As Thomas Kellogg writes, such an effort has already been saddled [in a report from the National Endowment for Democracy] with a pejorative moniker — “sharp power.” Yet, there is an important distinction between China and Russia’s efforts to manipulate public opinion. Russia is trying to sow division and discord in the Western body politic to undermine the democratic discourse; China is clumsily trying to control its own image in the West.

China has become much more confident in presenting its economic and political model as a “better alternative” to liberal democracy, said Jan Gaspers, head of the European China Policy Unit at the Berlin-based Mercator Institute for China Studies (MERICS).

A MERICS report showed China “creating layers of active support for Chinese interests” by “fostering solid networks among European politicians, business, media, think tanks and universities,” including in Brussels, the heart of European politics, DW adds.

“China’s rapidly increasing political influencing efforts in Europe and the self-confident promotion of its authoritarian ideals pose a significant challenge to liberal democracy as well as Europe’s values and interests,” the report said.

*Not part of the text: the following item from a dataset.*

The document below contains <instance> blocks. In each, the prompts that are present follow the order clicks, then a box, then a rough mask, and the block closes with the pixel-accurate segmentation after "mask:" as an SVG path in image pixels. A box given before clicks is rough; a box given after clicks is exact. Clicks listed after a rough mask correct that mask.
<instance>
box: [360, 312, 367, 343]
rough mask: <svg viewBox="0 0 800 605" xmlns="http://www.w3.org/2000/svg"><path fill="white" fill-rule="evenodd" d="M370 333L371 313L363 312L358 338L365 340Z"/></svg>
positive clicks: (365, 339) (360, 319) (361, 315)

A New Zealand academic who made international waves researching China’s international influence campaigns has linked a number of recent break-ins to her work, reports suggest:

University of Canterbury professor Anne-Marie Brady (left), speaking today from Christchurch to the Australian Parliament’s Intelligence and Security Committee in Canberra, outlined three recent events which caused her concern.

“I had a break-in in my office last December. I received a warning letter, this week, that I was about to be attacked. And yesterday I had a break-in at my house,” she said.

“China hasn’t had to pressure New Zealand to accept China’s soft power activities and political influence. The New Zealand government has actively courted it,” Brady found in a recent paper.

To generate soft power, China will likely deploy narratives tailored to the specific perceptions of target audiences, notes Matej Šimalčík, a research fellow at Institute of Asian Studies, an international relations think tank based in Bratislava, Slovakia. This does not mean that any Chinese investment should be rejected as potentially threatening, he writes for the East Asia Forum:

Turning the Belt and Road Initiative into a security issue would be detrimental, as it would most likely lead to the rejection of projects and investments that could be beneficial for all the parties involved. Nevertheless, both Slovakia and the Czech Republic need to engage in a constructive public debate on the nature and goals of their relationship with China. Media analysis shows that this debate is non-existent in Slovakia and thoroughly politicised in the Czech Republic. Without this debate, two fundamental questions will go unanswered: what are the countries’ respective interests regarding China, and what are the acceptable costs for achieving these goals?

The article was produced as part of the ChinfluenCE project, and with the financial support of the National Endowment for Democracy, the Washington-based democracy assistance group.

Jonathan Hillman notes a related conundrum in China’s main foreign policy initiative, Gardels adds:

“An idea as big as China’s ‘Belt and Road’ is bound to have contradictions. As Chinese President Xi Jinping’s signature foreign policy vision, it is massive in all dimensions, aiming to bind Beijing with the rest of the world through more than $1 trillion of new infrastructure, scores of trade agreements and countless other connections,” he writes from Tashkurgan, a Chinese town on the Pakistan border.

“But there is a fundamental tension between the connectivity China says it seeks and the control it is unwilling to give up,” says Hillman, referring to the massive presence of anti-terror security forces and imposing police outposts across Xinjiang’s predominantly Muslim Uyghur towns and cities. “Even as China claims to be championing globalization and broadening ties, it is clamping down in critical borderlands that Belt and Road routes would pass through, potentially crippling its own projects,” concludes Hillman.